Ces mesures ne sont pas passées. L’imposition des revenus de l’assurance-vie est donc inchangée. Pour rappel, au moment du retrait (appelé « rachat »), les revenus de l’assurance-vie (intérêts, dividendes et plus values) sont imposés, au choix de l’assuré, soit au taux marginal d’imposition, soit selon un prélèvement forfaitaire libératoire dont le taux diminue avec le temps :

  • 35% avant 4 ans,
  • 15% entre 4 et 8 ans,
  • 7,5% après 8 ans, avec un abattement de 4 600 € par personne.

Après 8 ans, le prélèvement forfaire libératoire est donc avantageux pour tous les contribuables imposés sur le revenu au taux marginal de 14% ou plus. Dans tous les cas, il faut ajouter 15,5% de prélèvements sociaux.

Augmentation des droits de succession sur les gros contrats

Le deuxième avantage fiscal de l’assurance-vie vient de l’exonération partielle des droits de succession. Le Gouvernement propose de n’augmenter ces droits que pour les grosses successions. Cela ne devrait donc concerner que les 10% des Français les plus riches. En 2010, ceux-ci possédaient près de 65% de l’encours, c’est-à-dire du patrimoine placé en assurance-vie, et comptaient pour 29% des versements de l’année.

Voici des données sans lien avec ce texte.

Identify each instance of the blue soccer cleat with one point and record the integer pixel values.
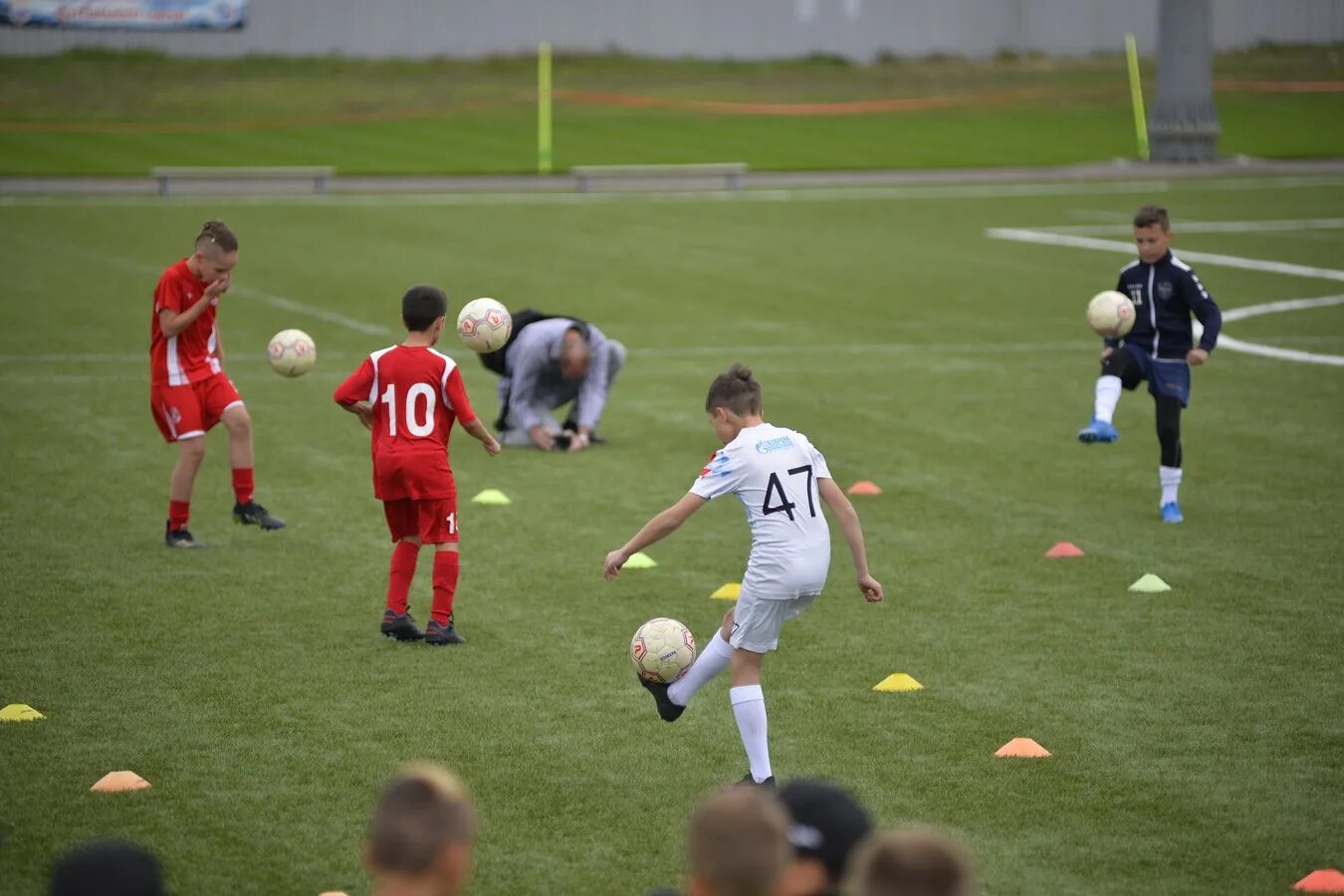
(1098, 431)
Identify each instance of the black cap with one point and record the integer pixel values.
(826, 822)
(108, 866)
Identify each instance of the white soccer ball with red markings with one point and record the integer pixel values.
(484, 326)
(292, 352)
(663, 649)
(1110, 314)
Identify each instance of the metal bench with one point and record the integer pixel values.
(729, 171)
(319, 175)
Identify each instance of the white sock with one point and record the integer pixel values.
(711, 661)
(1108, 396)
(1170, 477)
(749, 708)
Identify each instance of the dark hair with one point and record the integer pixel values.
(107, 866)
(215, 233)
(736, 391)
(1149, 215)
(421, 811)
(421, 307)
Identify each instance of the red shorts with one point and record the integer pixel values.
(187, 411)
(432, 520)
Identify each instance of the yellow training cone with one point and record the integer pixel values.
(19, 712)
(640, 560)
(117, 781)
(1024, 747)
(898, 681)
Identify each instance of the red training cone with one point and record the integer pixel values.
(1325, 880)
(1021, 747)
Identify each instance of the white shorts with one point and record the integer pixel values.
(757, 621)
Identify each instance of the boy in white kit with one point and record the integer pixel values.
(780, 479)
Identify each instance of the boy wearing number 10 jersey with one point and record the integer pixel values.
(782, 481)
(409, 395)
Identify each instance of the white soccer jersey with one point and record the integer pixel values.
(775, 473)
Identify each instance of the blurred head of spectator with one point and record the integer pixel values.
(910, 862)
(738, 844)
(825, 825)
(419, 841)
(108, 866)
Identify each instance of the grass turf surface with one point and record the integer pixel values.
(1197, 734)
(97, 113)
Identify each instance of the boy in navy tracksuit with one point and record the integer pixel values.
(1160, 346)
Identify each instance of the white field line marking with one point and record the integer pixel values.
(1206, 226)
(1024, 235)
(245, 292)
(882, 348)
(763, 195)
(1273, 350)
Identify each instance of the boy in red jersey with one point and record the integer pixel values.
(190, 391)
(409, 395)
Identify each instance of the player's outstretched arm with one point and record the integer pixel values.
(363, 411)
(655, 530)
(848, 519)
(477, 431)
(172, 323)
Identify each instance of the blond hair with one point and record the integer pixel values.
(422, 810)
(738, 844)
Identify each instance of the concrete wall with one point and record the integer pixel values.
(713, 29)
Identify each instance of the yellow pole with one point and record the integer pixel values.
(1136, 93)
(544, 108)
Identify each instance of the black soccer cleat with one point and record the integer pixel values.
(752, 782)
(400, 626)
(571, 426)
(179, 538)
(253, 514)
(438, 634)
(668, 711)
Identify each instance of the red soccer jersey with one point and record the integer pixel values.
(415, 394)
(191, 354)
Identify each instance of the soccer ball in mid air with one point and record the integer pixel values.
(484, 326)
(292, 352)
(663, 650)
(1110, 314)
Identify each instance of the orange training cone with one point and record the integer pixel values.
(1325, 880)
(118, 781)
(1023, 747)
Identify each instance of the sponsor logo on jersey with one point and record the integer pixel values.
(717, 466)
(769, 446)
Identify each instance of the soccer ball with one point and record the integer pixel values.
(663, 649)
(1110, 314)
(292, 352)
(484, 326)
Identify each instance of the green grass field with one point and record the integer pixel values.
(97, 113)
(1195, 734)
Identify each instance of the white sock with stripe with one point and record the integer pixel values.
(1170, 477)
(749, 710)
(1108, 396)
(711, 661)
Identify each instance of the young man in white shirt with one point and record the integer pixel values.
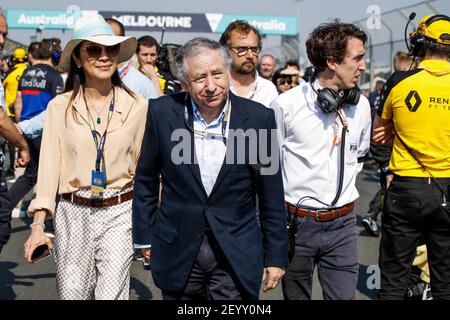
(324, 128)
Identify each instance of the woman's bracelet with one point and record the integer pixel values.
(38, 224)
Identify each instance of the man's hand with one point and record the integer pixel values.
(149, 71)
(146, 253)
(272, 277)
(23, 157)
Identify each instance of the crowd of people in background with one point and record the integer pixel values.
(94, 122)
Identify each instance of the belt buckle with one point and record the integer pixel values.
(316, 215)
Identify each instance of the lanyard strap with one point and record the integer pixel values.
(100, 145)
(205, 133)
(124, 71)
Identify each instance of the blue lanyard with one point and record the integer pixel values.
(205, 133)
(100, 145)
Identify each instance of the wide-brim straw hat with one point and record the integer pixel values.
(94, 28)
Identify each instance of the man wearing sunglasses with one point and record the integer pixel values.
(244, 42)
(38, 85)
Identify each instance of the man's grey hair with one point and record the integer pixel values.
(192, 48)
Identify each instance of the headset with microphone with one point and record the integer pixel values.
(331, 101)
(418, 40)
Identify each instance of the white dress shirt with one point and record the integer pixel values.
(262, 91)
(310, 159)
(210, 150)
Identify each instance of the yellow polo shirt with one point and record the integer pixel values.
(11, 85)
(418, 102)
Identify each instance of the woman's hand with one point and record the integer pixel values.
(36, 238)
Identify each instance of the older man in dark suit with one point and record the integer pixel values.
(217, 155)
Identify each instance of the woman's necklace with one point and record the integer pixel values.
(99, 119)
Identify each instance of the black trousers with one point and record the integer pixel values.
(211, 278)
(413, 209)
(5, 208)
(27, 181)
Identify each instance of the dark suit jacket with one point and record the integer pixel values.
(175, 231)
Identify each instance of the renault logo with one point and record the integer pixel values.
(409, 101)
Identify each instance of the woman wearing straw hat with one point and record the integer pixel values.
(90, 146)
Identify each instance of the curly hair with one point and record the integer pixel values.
(329, 42)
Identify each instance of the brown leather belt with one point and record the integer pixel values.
(320, 215)
(98, 203)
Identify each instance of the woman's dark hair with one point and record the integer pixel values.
(329, 42)
(76, 78)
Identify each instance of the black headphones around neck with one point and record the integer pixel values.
(330, 101)
(418, 40)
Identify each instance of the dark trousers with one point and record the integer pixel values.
(5, 208)
(211, 277)
(376, 205)
(332, 246)
(26, 181)
(412, 210)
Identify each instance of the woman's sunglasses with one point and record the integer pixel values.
(96, 51)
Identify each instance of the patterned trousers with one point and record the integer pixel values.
(93, 250)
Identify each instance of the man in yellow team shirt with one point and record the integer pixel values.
(415, 114)
(11, 80)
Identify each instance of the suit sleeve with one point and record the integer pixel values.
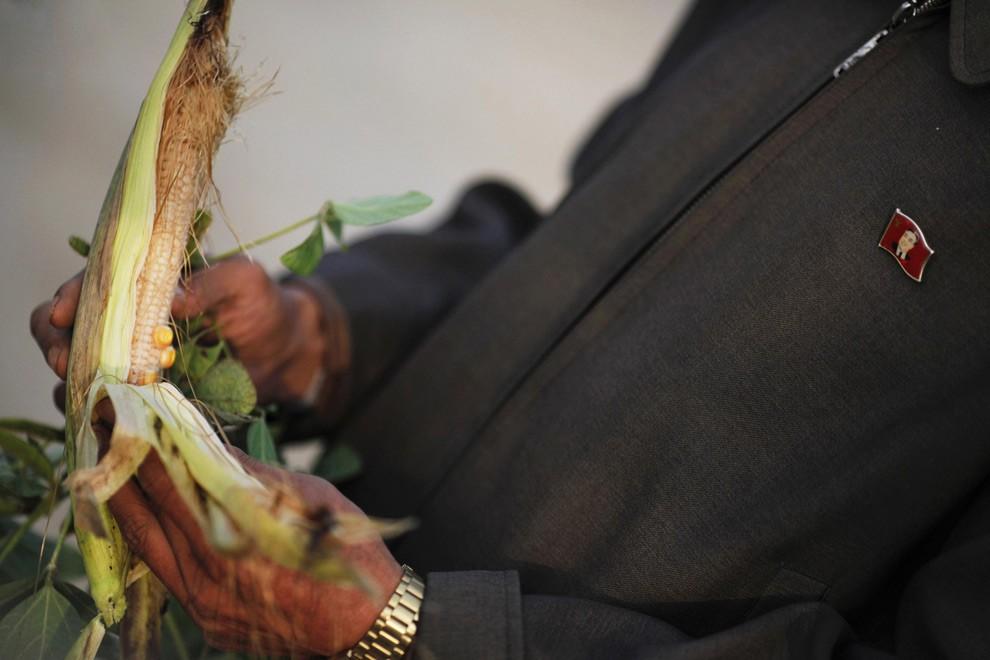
(394, 287)
(943, 612)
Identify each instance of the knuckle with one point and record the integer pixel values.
(39, 319)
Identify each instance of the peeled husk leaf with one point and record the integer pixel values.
(184, 115)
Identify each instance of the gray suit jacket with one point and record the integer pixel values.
(697, 412)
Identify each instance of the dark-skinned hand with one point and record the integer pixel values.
(274, 330)
(246, 603)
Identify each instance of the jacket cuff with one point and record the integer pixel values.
(470, 614)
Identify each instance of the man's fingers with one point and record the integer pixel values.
(65, 303)
(211, 287)
(53, 342)
(165, 499)
(58, 394)
(144, 534)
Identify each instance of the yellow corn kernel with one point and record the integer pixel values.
(167, 358)
(162, 336)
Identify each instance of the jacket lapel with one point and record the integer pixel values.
(970, 41)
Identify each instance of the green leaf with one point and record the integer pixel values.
(202, 222)
(379, 210)
(20, 483)
(11, 593)
(42, 627)
(80, 245)
(303, 258)
(227, 387)
(27, 453)
(339, 463)
(88, 643)
(35, 430)
(193, 361)
(333, 223)
(260, 443)
(81, 601)
(25, 557)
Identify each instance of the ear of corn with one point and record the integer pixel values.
(117, 351)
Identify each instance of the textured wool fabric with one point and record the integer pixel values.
(698, 412)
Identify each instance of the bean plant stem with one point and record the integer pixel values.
(264, 239)
(62, 533)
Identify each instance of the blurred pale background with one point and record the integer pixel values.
(374, 97)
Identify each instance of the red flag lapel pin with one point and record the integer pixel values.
(905, 242)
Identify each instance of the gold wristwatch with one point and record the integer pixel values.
(393, 631)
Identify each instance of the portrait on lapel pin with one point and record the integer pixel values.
(904, 240)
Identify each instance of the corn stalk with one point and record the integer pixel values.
(122, 341)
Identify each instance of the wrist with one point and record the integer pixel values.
(393, 631)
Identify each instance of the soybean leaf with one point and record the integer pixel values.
(27, 453)
(11, 593)
(339, 463)
(260, 443)
(17, 482)
(379, 210)
(333, 223)
(303, 258)
(42, 627)
(26, 556)
(35, 430)
(80, 245)
(193, 361)
(88, 643)
(227, 387)
(81, 601)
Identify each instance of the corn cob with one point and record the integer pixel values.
(122, 340)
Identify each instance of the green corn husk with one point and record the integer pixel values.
(238, 512)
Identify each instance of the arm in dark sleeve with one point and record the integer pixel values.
(944, 612)
(394, 287)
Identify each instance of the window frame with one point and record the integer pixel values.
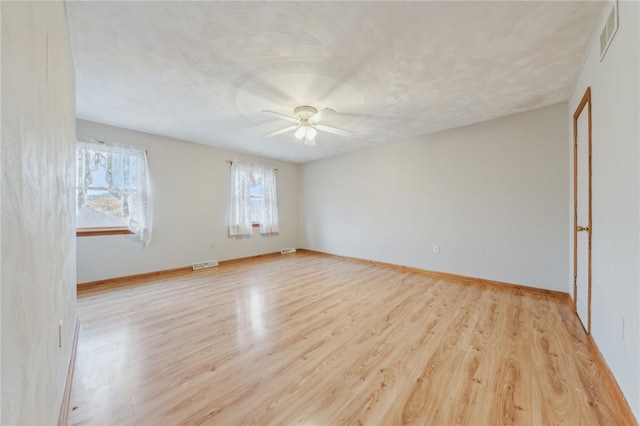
(92, 231)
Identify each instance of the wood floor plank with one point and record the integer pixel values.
(311, 339)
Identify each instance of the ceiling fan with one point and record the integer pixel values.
(307, 120)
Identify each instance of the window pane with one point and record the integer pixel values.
(255, 209)
(109, 189)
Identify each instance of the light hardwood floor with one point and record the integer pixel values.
(318, 340)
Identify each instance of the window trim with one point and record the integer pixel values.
(100, 231)
(115, 229)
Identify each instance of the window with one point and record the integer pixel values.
(253, 199)
(111, 190)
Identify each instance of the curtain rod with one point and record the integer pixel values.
(230, 162)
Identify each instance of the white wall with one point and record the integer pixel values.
(190, 185)
(38, 237)
(616, 199)
(493, 196)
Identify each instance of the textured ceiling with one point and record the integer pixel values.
(205, 71)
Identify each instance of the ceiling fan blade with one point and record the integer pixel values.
(284, 117)
(321, 115)
(334, 130)
(281, 131)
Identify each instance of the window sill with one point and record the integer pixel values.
(95, 232)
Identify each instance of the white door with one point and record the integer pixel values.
(582, 218)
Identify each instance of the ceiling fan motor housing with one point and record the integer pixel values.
(305, 112)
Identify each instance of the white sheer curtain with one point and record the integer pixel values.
(240, 200)
(269, 203)
(262, 179)
(120, 171)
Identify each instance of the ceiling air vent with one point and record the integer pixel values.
(609, 29)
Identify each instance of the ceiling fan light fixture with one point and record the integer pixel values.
(311, 133)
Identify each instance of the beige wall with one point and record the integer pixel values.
(190, 184)
(493, 196)
(38, 245)
(615, 294)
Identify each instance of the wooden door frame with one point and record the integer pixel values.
(586, 101)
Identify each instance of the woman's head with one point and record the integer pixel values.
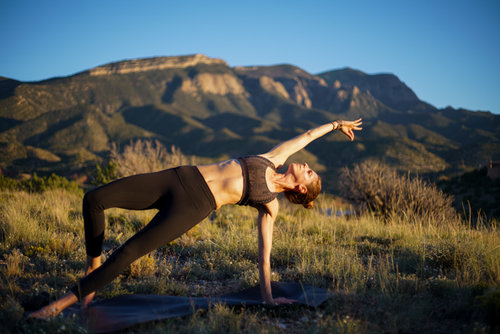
(308, 187)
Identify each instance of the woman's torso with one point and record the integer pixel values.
(225, 180)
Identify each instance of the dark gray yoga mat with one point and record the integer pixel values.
(127, 310)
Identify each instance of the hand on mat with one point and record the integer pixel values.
(283, 300)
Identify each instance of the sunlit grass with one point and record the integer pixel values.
(384, 276)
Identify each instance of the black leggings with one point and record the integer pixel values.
(180, 194)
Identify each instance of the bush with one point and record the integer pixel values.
(382, 190)
(37, 184)
(147, 156)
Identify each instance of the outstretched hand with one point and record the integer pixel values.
(346, 127)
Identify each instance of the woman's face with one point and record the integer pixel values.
(302, 173)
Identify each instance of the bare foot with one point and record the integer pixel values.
(54, 308)
(92, 264)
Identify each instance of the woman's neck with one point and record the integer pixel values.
(282, 182)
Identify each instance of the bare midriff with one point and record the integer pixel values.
(225, 180)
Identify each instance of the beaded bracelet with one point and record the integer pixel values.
(339, 124)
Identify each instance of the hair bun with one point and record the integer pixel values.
(309, 205)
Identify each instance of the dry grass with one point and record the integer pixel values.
(391, 195)
(392, 276)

Actuellement, en cas de décès, les droits de successions d’un contrat d’assurance-vie à un bénéficiaire désigné, ami ou parent autre que le conjoint, sont les suivants :

  • jusqu’à 152 500 d’euros – exonérés de droits succession,
  • entre 152 500  d’euros et 1 055 338 euros, taxe de 20%,
  • au-delà, taxe de 25%.

La réforme propose de taxer à 31,25% au lieu de 25%, les successions de contrats d’assurance-vie supérieures à 1 million d’euros par bénéficiaire.

Création de deux nouveaux types de contrats

Selon le Gouvernement, le principal objectif de la réforme de l’assurance-vie n’est pas d’augmenter l’imposition de l’assurance vie, mais de mieux orienter l’épargne des ménages vers le financement de l’économie, et donc les actions.

Actuellement, 85% des contrats d’assurance-vie sont des contrats mono-support, des fonds en euros dont le succès s’explique par des garanties sur le capital et sur une performance minimum. Mais le rendement des fonds en euros n’a cessé de baisser, passant de 5% en moyenne en 2002 à 2,9% en 2012. Le rendement moyen prédit pour 2013 est de 2,6%.

Les fonds en euro sont placés en obligations d’État et de grandes entreprises. Or le Gouvernement désire favoriser l’assurance-vie en unités de compte, c’est-à-dire en actions à plus fort risque, mais aussi à plus fort rendement que les obligations. Dans ce but, la réforme propose de créer deux nouveaux types de contrats d’assurance-vie :

  • Les contrats Euro-croissance seront des contrats multisupports, combinant fonds en euros et unités de compte, qui seront garantis en capital au bout de 8 ans. Les contrats en euros existants pourront être mutés en contrats Euro-croissance moyennant une taxe de transfert de 0,32%.
  • Les contrats en investissements prioritaires : Ces contrats n’ont pas encore de nom officiel. Ils devront être investis pour un tiers en actions de petites et moyennes entreprises (PME) ou d’entreprises de taille intermédiaire (ETI), ou dans le logement intermédiaire ou social, ou encore dans l’économie sociale et solidaire (ESS). Ces contrats bénéficieront d’un abattement d’assiette de 20% pour le calcul des droits de succession, quel que soit leur montant. Cet abattement permettrait, entre autres, de ramener les droits de succession d’un contrat de plus d’un million de 31,25% à 25%.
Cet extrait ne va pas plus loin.